Modern data warehousing workloads don’t just operate on the scale of thousands of database tables; they run on hundreds of thousands—even millions—of columns. In a typical implementation, the data engineering team may be tasked with building pipelines for the migration and maintenance of hundreds of terabytes of data, a project that might take months to complete and significant resources to keep up and running.
A number of tools have emerged in recent years that enable engineering teams to automate data transformations, but they tend to fall in one of two categories: code-first tools that require deeply specialized engineering work, or GUI tools that do not perform well at scale. And this isn’t an area where a truly data-driven organization should have to compromise. To ensure the strongest possible data foundation for your organization, you should have an automation platform that delivers essential data to your business at scale, and with granularity and speed.
We architected Coalesce from the ground up to address this challenge in a unique way—with a column-aware architecture.
Simply put, column-aware is an approach to managing data transformation with an understanding of columns and how they are connected. This automates column-level lineage, as well as the creation and maintenance of database objects at scale, enabling unprecedented scalability and agility in data warehousing workloads.
There are multiple benefits to the column-aware approach, but these are the three areas where column-aware has the biggest impact:
Data patterns
Data patterns are essential to improving the organization and accessibility of data, especially at enterprise scale. Column-aware architecture is the key to standardizing how transformations are applied, how tables are structured, and how columns are logically connected. Coalesce provides a platform to rapidly implement these data patterns by leveraging metadata at the column level.
Take, for example, a simple slowly changing dimension (type 2)—an industry standard for tracking historical data by creating multiple records for a given natural key, such as a customer’s current address and what it was six years ago, and every change in between. Writing the complex SQL to deliver this functionality could take hundreds of lines of code.
With column-aware metadata, the data architect can build a single reusable data pattern that can then be applied to the hundreds of fields that need to be tracked.
This can be extended to other data patterns, such as data deduplication, which may otherwise involve dozens of steps of complex algorithms to achieve the desired goal.
Data engineers can then apply column-aware data patterns to what would otherwise be time-consuming, complex manual coding. This would reduce the time to value of data and allow them to focus on the big picture, applying the reusable logic across the data warehouse with confidence.
Impact analysis and lineage
However, the work of a data engineer is far from done after they publish a new data pipeline. Source structures change, the business changes requirements, and data consumers constantly question data quality. Column-awareness enables complete impact analysis and lineage at the column level. Data engineers can work with confidence and clarity by understanding the downstream effects of their changes before implementing them.
Coalesce builds tools specifically to inspect and anticipate impact analysis with an understanding of the lowest granularity of the data: the column. With column-awareness, data teams can perform bulk operations directly at the column granularity and across the data warehouse, making source data changes or business logic changes easy and straightforward to implement. For a data consumer, Coalesce serves documentation for understanding—again, at the column level—where the data came from and how it was calculated. This is key to building trust within the organization.
Scale and governance
Being column-aware can enable efficiency and accuracy in data management across hundreds of thousands of columns, multiple data teams, multiple environments, and across a business.

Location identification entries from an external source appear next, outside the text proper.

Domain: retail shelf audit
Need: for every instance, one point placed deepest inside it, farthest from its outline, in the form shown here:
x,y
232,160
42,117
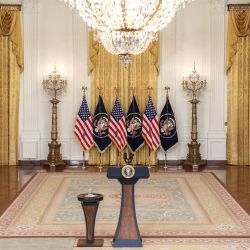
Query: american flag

Coalesce’s column-aware state management can prevent data loss and data errors by efficiently supporting in-place, column-level modifications instead of table re-creates. It also provides column-level visibility into change management over time, which is a critical component of DataOps and governance.
For example, in an implementation with thousands of columns, rather than building an architecture to re-create those columns every time something changes, Coalesce handles in-place edits out of the box. That reduces costs, improves deployment visibility and planning, and builds trust with the data consumers across the organization.
Coalesce’s column-aware architecture can be the key that unlocks data teams to deliver data faster, and with more confidence than ever before.